With no more room to house stray animals in East Texas, nonprofits like the Humane Society of the United States have removed animals from the state.

“With the rescues that are here locally, what they do is they work with rescues that are up north and they adopt animals because they have very strict sterilization laws and neutering there,” said Amber Green, the Smith County Animal Control and Shelter Supervisor. “So in some types of dogs that we have here, they don’t have them up there, so they want them.”

For example, 38 dogs were seized in Winona, but because shelters in East Texas were filled with abandoned animals, they were taken to Maryland.

“There’s just no one who wants to adopt right now, and the foster families and/or rescues that take animals from us, they’re looking for foster families to help get the animals out of there,” Green said.

Unlike in the North, there are no spay and neuter laws in Texas, and animal shelters in East Texas have reported being overrun with puppies and kittens coming through their doors.
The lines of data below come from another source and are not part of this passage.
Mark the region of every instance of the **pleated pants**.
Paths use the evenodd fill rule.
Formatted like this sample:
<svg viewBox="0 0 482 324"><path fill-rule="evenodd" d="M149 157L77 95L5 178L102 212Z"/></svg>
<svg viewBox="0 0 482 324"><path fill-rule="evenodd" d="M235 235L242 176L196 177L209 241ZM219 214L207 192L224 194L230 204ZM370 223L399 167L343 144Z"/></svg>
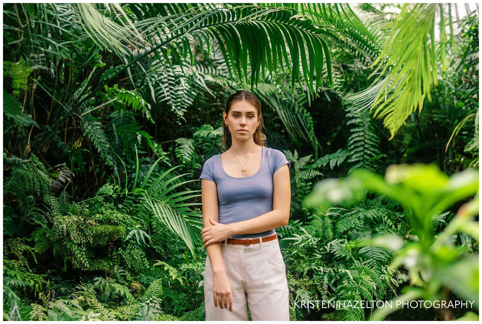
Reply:
<svg viewBox="0 0 482 324"><path fill-rule="evenodd" d="M206 321L289 321L286 267L278 239L244 244L223 241L221 254L233 291L233 310L214 306L209 257L204 273Z"/></svg>

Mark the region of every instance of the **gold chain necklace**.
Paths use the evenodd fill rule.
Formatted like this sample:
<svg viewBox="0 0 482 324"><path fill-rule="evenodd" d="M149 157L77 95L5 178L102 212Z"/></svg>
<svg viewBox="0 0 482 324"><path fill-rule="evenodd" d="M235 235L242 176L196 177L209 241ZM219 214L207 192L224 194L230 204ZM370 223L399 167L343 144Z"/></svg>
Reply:
<svg viewBox="0 0 482 324"><path fill-rule="evenodd" d="M250 157L251 157L251 154L253 154L253 151L254 150L254 148L255 148L255 147L256 147L256 143L254 143L254 147L253 148L253 149L251 150L251 153L249 153L249 156L248 157L248 158L246 160L246 162L244 162L244 165L246 165L246 163L248 162L248 160L249 160ZM239 163L240 164L241 164L241 163L239 162L239 161L236 158L236 156L234 155L234 153L233 153L233 150L232 150L231 149L231 148L229 148L229 150L231 151L231 153L232 153L233 156L234 157L234 158L236 159L237 161L238 161L238 163ZM242 174L243 174L243 176L244 175L244 171L246 171L246 169L244 169L244 165L243 165L242 164L241 164L241 166L242 167L242 169L241 169L241 171L242 171Z"/></svg>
“Treat your pets like they’re part of your family and, if possible, bring them inside,” said Gayle Helms, executive director of Pets Fur People.

Without help, the animals spend their time outside in the freezing cold, shivering without shelter or food.

East Texas rescues have been doing all they can to keep up with demand and make space, but the need for foster families and supplies has increased.

“I think a lot of people don’t understand the impact of having these dogs and cats that aren’t spayed and how it affects the whole community,” Helms said.

In seven years, a mother cat and her offspring can produce 427,000 kittens. East Texas shelters and rescues said neutering and neutering was the best way to solve the problem.